Imaginez un symbole qui traverse les siècles, d’un ancien manuscrit médiéval jusqu’à votre boîte mail, en passant par les registres des marchands de la Renaissance... Ce signe mystérieux, devenu incontournable dans notre ère numérique, n’est autre que le @ – l’arobase.
Comment un simple petit caractère, qui semble presque anodin aujourd’hui, a-t-il pu marquer l’histoire de l’écriture et des communications mondiales ?
L’histoire de l’arobase commence dans les couloirs silencieux des monastères médiévaux (au VIè siècle a priori), où les moines copistes l’utilisaient comme abréviation du mot latin "ad", signifiant "à", "chez" ou "vers". Cette petite ligature leur permettait de gagner du temps et de l’espace sur les parchemins précieux.
Puis, au fil des siècles, le symbole a pris une nouvelle vie dans les livres de comptes des marchands européens, représentant "à raison de" lors des transactions commerciales (exemple : "5 @ 1 $" signifiait 5 unités vendues à 1 dollar chacune).
L'adoption moderne du symbole @ est due à un ingénieur américain du nom de Ray Tomlinson en 1971, qui l’a propulsé dans l’ère numérique. En créant le premier système de messagerie électronique, il devait alors choisir un caractère pour séparer le nom de l'utilisateur de celui du serveur. Le @ s'est avéré idéal, car il n'était utilisé ni dans les noms de personnes ni dans ceux des ordinateurs à l’époque. Depuis, il est devenu un élément essentiel des adresses email.
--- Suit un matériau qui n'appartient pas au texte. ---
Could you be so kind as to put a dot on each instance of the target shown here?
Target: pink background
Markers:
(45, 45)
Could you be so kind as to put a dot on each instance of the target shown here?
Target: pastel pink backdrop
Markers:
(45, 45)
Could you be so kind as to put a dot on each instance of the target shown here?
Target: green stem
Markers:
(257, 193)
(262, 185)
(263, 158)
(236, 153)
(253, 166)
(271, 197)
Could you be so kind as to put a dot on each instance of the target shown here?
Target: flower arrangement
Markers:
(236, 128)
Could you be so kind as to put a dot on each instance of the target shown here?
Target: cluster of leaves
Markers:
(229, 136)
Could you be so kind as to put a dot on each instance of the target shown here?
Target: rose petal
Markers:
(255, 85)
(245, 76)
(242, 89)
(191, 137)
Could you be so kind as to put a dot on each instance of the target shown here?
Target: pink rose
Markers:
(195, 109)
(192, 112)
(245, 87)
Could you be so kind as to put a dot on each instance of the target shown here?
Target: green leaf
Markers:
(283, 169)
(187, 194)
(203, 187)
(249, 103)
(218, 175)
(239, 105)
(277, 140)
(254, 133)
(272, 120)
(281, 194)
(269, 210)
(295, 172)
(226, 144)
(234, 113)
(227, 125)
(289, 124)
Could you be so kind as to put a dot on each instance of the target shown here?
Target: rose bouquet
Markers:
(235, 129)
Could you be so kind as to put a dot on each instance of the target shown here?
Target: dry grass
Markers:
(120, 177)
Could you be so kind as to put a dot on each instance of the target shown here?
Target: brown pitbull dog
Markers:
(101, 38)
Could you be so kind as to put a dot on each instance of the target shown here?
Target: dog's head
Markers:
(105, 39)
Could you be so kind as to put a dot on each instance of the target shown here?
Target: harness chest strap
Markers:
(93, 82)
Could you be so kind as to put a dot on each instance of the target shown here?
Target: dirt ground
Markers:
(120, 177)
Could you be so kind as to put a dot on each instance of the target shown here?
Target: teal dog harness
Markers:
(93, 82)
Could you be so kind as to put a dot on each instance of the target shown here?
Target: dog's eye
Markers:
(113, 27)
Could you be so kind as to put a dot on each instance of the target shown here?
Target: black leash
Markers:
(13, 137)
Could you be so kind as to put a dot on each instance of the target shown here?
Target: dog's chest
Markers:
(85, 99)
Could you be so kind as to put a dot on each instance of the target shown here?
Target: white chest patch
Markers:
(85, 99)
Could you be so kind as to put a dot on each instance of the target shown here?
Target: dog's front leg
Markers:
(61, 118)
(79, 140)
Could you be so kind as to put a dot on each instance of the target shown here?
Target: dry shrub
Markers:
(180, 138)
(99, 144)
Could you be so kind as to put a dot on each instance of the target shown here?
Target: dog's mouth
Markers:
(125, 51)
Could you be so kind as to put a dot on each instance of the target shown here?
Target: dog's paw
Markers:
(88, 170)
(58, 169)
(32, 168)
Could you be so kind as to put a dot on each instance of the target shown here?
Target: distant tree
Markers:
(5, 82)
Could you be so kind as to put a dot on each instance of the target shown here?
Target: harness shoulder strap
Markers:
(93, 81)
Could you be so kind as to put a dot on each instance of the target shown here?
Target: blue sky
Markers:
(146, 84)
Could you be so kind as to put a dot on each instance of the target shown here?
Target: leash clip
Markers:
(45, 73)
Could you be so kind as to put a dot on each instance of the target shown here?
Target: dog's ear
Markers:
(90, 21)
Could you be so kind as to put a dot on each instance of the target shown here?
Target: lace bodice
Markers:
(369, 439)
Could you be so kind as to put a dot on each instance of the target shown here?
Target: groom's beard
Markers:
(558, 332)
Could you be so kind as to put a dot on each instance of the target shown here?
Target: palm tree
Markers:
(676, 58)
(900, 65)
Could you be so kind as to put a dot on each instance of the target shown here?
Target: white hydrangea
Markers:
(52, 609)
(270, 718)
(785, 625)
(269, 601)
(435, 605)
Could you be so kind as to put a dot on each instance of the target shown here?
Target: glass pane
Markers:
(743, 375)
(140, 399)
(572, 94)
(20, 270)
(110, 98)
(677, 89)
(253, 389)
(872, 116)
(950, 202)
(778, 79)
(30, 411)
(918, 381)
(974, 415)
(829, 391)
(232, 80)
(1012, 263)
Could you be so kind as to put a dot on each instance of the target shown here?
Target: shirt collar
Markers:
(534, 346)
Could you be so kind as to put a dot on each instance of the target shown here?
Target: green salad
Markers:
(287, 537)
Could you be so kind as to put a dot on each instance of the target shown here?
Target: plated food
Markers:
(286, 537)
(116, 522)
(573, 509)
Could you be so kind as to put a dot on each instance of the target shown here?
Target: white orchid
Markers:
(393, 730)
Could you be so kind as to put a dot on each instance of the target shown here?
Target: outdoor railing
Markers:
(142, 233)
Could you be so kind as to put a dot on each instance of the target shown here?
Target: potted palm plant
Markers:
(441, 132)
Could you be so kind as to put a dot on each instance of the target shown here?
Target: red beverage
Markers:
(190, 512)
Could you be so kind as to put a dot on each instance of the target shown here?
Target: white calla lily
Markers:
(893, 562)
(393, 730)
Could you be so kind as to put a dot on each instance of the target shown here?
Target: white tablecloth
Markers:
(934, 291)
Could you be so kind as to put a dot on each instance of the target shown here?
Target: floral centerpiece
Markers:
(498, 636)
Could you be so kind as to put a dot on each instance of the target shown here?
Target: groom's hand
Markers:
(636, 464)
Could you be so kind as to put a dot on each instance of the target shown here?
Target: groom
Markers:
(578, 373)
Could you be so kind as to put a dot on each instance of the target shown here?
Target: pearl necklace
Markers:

L'arobase est même devenu l’emblème même de la communication électronique mondiale.
Aujourd'hui, l'arobase est partout : des adresses emails aux réseaux sociaux, mentionnant et interpellant des millions de personnes à travers le globe.
Et pourquoi l'arobase se nomme-t-il ainsi ?
Ce at sign, ou at symbol, ou encore commercial at, est appelé en français a commercial. Certains reprochent à cette appellation d’être trop longue et de ne pas convenir au contexte non commercial d’Internet. C’est ainsi que le mot arrobas (avec un ou deux r et avec un s final sonore ou non) tend à se répandre dans l’épellation des adresses électroniques.
Le terme "arobase" a plusieurs origines :
1. Probablement de la transcription phonétique de l'espagnol "arroba" (lui-même emprunté de l’ arabe al-roub, « le quart »), qui désigne une ancienne unité de mesure de poids. Comme lu plus haut, le symbole @ était utilisé dans les transactions commerciales. En Espagne et au Portugal, cette utilisation du @ dans le commerce a donné naissance au mot "arroba", qui s’est ensuite transformé en "arobase" en français.
2. Théorie populaire selon laquelle le terme "arobase" viendrait de l'expression "A rond bas (de casse)" (bas de casse = minuscules) ou "A rond base". Selon cette hypothèse, l'origine du mot serait purement descriptive, faisant référence à la forme visuelle du symbole : la lettre A encerclée ou "rond", posée sur une "base".
[ Cette seconde explication est plus anecdotique et linguistiquement moins fondée que la théorie dérivant de "arroba", car apparamment apparue qu'après l'intégration massive du @ dans le monde numérique. ]
3. Le Trésor du Félibrige de Fréderic Mistral (dictionnaire provencal-francais, 1878) donne le mot aro-bas, déformation de ala-bast qui devrait s’écrire en graphie occitane actuelle ara-bast. Il s’agit d’un crochet que l’on accroche au bât des ânes…
Mais attention, selon le pays,
ce symbole ne porte pas le même nom !
- « bâton de cannelle » en Suède
- « apestaart » (queue de singe) aux Pays-Bas
- « Shtrudel » en Israël, « arroba » en espagnol, dont est directement issu le « arobase » français.
- Les anglophones le réduisent à sa plus simple expression en l’appelant « at ».